DSN Retailing Today, Nov 20, 2000 by Debbie Howell

NASHVILLE, TENN. -- Service Merchandise has completed its chainwide repositioning to a new, smaller store presentation as it moves into the critical make-or-break holiday season.

If the new strategy, which focuses heavily on jewelry, home goods and gifts, revives the past years' sagging sales, it would be a turning point in the chain's goal to emerge from Chapter 11 bankruptcy in June 2001. The company typically generates about 40% of its revenue in the fourth quarter.

This summer, the chain was in heavy clearance mode as it moved to get rid of product categories, including toys, juvenile, sporting goods, most consumer electronics and indoor furniture, Store box sizes were cut roughly in half to about 18,000 sq. ft. of sales floor with plans to sublease the extra space.

At the end of October, all 219 stores were converted to the new merchandising strategy. However, only 73 stores in prime retail locations received a full remodel with updated fixtures, lighting and signage. Customer reaction to the new store look has been positive, according to the company.

"Customers have had great things to say about it. They like the ease of shopping. The re-format made all the difference. It's a very open-feeling store," said spokeswoman Allison McAfee.

Because the chain has shut down 127 underperforming stores since 1999 and cut 3,000 skus, impact on earnings is difficult to measure. The chain's latest quarterly report for the three months ended July 2, 2000, showed sales down 19.5% to $417.5 million. Comparable store sales in jewelry were up 9.2% and home good comps were down 8.2%, with declines noted in photo, seasonal/outdoor and tabletop/gifts. Although the filing did not specify earnings results, last year the company lost $243.7 million as sales dropped 29.6% to $2.23 billion, again partly due to store closings.

A subsequent 8-K filing showed the losses haven't stopped--for the month ended Oct. 1, 2000, the retailer reported a net loss of $16.3 million on sales of $83.1 million. As of Oct. 1, the retailer, which since April has been operating under a four-year $600 million debtor-in-possession financing agreement, had $182.2 million in cash available, assets of $985.9 million and liabilities of $379.1 million.

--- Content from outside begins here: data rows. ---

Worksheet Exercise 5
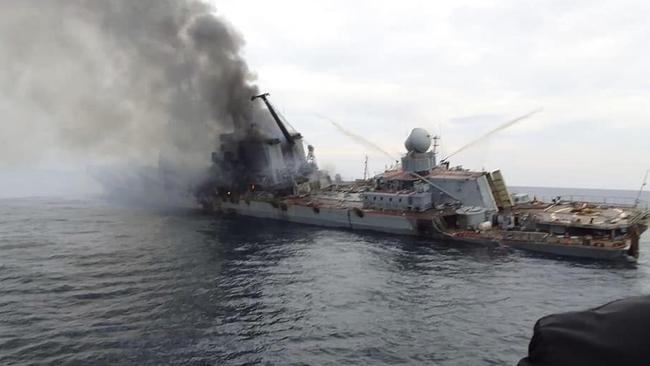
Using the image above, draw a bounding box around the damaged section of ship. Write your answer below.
[197,94,650,260]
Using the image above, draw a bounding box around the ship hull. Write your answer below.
[503,242,634,261]
[204,200,633,261]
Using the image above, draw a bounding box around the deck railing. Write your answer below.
[532,194,650,210]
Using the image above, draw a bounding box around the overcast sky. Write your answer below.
[213,0,650,189]
[0,0,650,197]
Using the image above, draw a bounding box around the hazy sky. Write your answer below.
[213,0,650,189]
[0,0,650,197]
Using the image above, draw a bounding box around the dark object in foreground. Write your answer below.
[518,296,650,366]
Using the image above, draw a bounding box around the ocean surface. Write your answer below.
[0,189,650,365]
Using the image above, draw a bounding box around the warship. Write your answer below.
[196,93,650,260]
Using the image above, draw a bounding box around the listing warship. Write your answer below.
[196,94,650,260]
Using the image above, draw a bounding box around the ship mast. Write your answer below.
[634,169,650,207]
[251,93,296,145]
[363,155,368,180]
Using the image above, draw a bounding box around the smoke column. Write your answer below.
[0,0,272,174]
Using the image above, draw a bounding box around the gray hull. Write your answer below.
[216,200,632,260]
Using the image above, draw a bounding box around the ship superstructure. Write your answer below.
[197,94,649,259]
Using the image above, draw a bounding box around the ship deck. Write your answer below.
[513,202,644,230]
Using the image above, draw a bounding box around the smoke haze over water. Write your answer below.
[0,0,268,166]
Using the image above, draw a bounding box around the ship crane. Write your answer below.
[251,93,296,145]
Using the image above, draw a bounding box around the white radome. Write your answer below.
[404,128,431,153]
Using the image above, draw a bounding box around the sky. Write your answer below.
[213,0,650,189]
[0,0,650,197]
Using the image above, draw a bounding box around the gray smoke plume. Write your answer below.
[0,0,278,203]
[0,0,272,169]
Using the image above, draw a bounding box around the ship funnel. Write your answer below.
[404,128,431,153]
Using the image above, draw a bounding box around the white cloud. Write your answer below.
[214,0,650,189]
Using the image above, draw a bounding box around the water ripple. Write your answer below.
[0,199,650,365]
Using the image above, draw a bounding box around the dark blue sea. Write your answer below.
[0,189,650,365]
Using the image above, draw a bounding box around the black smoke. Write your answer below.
[0,0,277,202]
[0,0,272,169]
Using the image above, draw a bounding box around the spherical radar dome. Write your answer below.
[404,128,431,153]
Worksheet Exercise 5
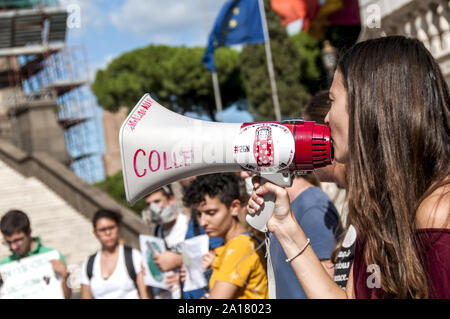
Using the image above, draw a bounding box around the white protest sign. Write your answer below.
[0,250,64,299]
[139,235,168,289]
[183,235,209,291]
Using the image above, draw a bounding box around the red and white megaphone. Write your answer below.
[119,94,333,232]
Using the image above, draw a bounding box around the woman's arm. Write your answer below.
[248,181,349,299]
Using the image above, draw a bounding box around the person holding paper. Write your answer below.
[0,210,72,299]
[183,173,268,299]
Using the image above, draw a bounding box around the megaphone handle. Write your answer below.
[245,177,276,233]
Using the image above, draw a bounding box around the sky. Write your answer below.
[60,0,299,122]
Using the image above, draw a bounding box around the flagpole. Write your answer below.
[211,72,223,122]
[258,0,281,122]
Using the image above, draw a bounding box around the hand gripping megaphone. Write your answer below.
[119,94,333,232]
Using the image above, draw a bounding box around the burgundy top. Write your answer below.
[353,228,450,299]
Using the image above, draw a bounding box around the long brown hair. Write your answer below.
[337,36,450,298]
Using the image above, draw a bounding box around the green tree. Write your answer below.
[241,0,310,120]
[92,45,245,120]
[95,172,146,215]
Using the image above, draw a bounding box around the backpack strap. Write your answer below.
[123,245,139,293]
[86,253,97,281]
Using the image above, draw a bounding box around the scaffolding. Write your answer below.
[0,0,105,183]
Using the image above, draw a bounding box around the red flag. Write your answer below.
[270,0,320,30]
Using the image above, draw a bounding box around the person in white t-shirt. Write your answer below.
[143,185,189,299]
[81,210,151,299]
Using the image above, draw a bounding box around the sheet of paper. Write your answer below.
[0,250,64,299]
[139,235,168,289]
[183,235,209,291]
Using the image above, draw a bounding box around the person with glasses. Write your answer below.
[0,210,72,299]
[81,209,151,299]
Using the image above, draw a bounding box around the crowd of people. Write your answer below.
[0,36,450,299]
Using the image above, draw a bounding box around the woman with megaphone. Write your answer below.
[248,36,450,298]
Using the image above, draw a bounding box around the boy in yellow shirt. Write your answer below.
[183,173,268,299]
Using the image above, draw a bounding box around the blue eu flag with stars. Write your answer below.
[202,0,265,72]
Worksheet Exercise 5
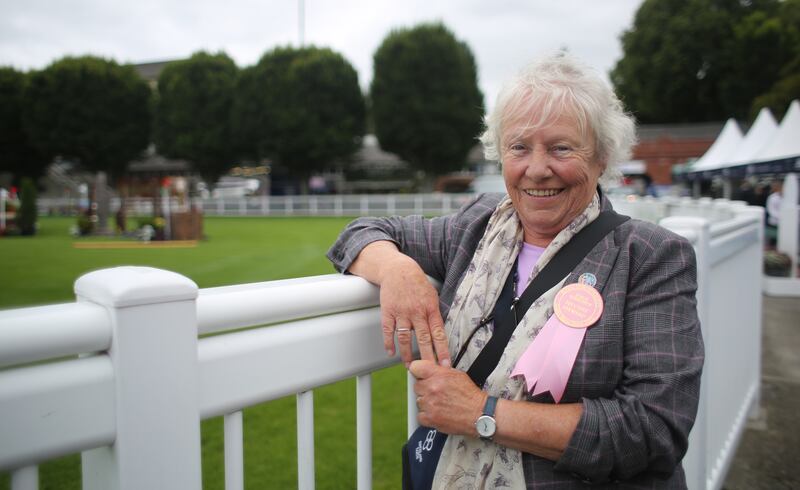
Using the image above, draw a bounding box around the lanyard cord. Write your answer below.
[453,261,519,367]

Besides winning back shoppers, another key to the chain's success may be its ability at managing real estate through subleases at all of its store sites. A Nashville court handling the bankruptcy case has approved 33 sublease deals.

At each of its stores in 30 states, the chain will erect a wall dividing its space to make about 25,000 sq. ft. available for leasing.

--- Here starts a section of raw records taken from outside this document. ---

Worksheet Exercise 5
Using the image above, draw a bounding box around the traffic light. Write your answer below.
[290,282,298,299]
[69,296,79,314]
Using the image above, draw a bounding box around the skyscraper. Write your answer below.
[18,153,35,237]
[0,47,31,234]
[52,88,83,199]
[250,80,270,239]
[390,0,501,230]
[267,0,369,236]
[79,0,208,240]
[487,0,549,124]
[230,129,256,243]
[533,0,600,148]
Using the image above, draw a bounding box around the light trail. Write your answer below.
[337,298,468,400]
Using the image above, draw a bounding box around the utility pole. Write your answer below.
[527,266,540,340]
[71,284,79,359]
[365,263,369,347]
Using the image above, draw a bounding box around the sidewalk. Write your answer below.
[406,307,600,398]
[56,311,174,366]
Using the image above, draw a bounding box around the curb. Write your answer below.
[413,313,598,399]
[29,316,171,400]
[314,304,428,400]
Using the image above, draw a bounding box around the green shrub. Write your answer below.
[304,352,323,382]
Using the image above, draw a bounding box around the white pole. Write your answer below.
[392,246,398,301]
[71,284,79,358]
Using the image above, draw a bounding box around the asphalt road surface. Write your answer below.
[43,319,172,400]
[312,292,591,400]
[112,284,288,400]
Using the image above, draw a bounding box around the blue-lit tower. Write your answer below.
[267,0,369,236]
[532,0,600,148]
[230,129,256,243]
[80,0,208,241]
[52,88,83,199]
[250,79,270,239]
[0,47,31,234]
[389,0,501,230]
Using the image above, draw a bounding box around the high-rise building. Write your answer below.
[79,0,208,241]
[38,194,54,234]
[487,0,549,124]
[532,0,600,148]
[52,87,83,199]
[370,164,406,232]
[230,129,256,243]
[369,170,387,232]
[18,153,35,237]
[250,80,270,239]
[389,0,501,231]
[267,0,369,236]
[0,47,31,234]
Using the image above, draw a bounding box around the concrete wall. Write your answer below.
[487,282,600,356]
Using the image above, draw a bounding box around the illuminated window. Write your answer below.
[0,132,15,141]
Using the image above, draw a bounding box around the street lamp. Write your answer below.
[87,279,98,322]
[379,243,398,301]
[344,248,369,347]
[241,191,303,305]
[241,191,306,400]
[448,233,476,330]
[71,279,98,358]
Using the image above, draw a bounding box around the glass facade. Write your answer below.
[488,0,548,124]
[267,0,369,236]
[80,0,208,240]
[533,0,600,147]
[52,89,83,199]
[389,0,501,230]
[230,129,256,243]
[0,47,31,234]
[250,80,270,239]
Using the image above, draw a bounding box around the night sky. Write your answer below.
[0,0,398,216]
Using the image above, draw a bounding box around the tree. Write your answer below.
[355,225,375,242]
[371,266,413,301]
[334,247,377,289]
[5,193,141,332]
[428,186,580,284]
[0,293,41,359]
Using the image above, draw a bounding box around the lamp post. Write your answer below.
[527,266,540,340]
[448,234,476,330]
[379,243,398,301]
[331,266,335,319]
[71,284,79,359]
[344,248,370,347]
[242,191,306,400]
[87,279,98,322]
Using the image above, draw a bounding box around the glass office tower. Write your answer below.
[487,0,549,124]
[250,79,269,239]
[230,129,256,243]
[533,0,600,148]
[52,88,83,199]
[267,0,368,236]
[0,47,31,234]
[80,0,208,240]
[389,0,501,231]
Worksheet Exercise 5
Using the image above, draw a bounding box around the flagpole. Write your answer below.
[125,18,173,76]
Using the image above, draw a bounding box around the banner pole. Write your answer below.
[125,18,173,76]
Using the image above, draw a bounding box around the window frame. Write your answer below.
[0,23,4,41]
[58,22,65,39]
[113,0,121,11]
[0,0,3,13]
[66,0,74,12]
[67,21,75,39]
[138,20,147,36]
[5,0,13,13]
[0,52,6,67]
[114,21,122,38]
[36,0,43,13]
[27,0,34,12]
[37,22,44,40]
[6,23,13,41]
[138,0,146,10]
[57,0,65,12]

T.J. Maxx has acquired the most leases with 19, while other takers include Best Buy, Office Depot, Bed Bath & Beyond, A.C. Moore, H.H. Gregg and Bally's Total Fitness. McAfee said the majority of the tenants plan to open after December. Service Merchandise is still working to secure deals at its remaining locations.

Meanwhile, the retailer has decided to close stores in San Jose and San Francisco, Calif. The San Jose store closed in October, while the San Francisco store is scheduled to shut down after December.

"They were the only two stores in California. More than anything else it was a logistical issue," said McAfee. "At this time, we don't anticipate closing any more [stores]."

Next year, the chain intends to complete its remodeling program, updating another 70 to 80 stores that received a partial retrofit this year. The remaining 50 to 60 stores will be evaluated for possible replacement.

Another strategy to regain financial stability is leveraging the Web store. Though still a small piece of its overall retail sales, it continues to grow, offering 7,200 skus vs. the estimated 10,000 available in stores. This month the chain installed in-store kiosks where customers can shop from the site, featuring expanded assortments from an estimated 25 vendor partners.

Following its bankruptcy filing in March 1999, the company came up with a business plan that repositions the chain as a specialty retailer of jewelry, giftware and home-related goods. Competition had taken its toll on the chain's former broad-based catalog showroom format and subsequent attempts at becoming an upscale jewelry and home decor retailer.

Despite poor sales performance in many former categories, jewelry has remained its strong suit. With the heightened emphasis on jewelry, Service Merchandise may be in for a pleasant surprise this upcoming holiday shopping season.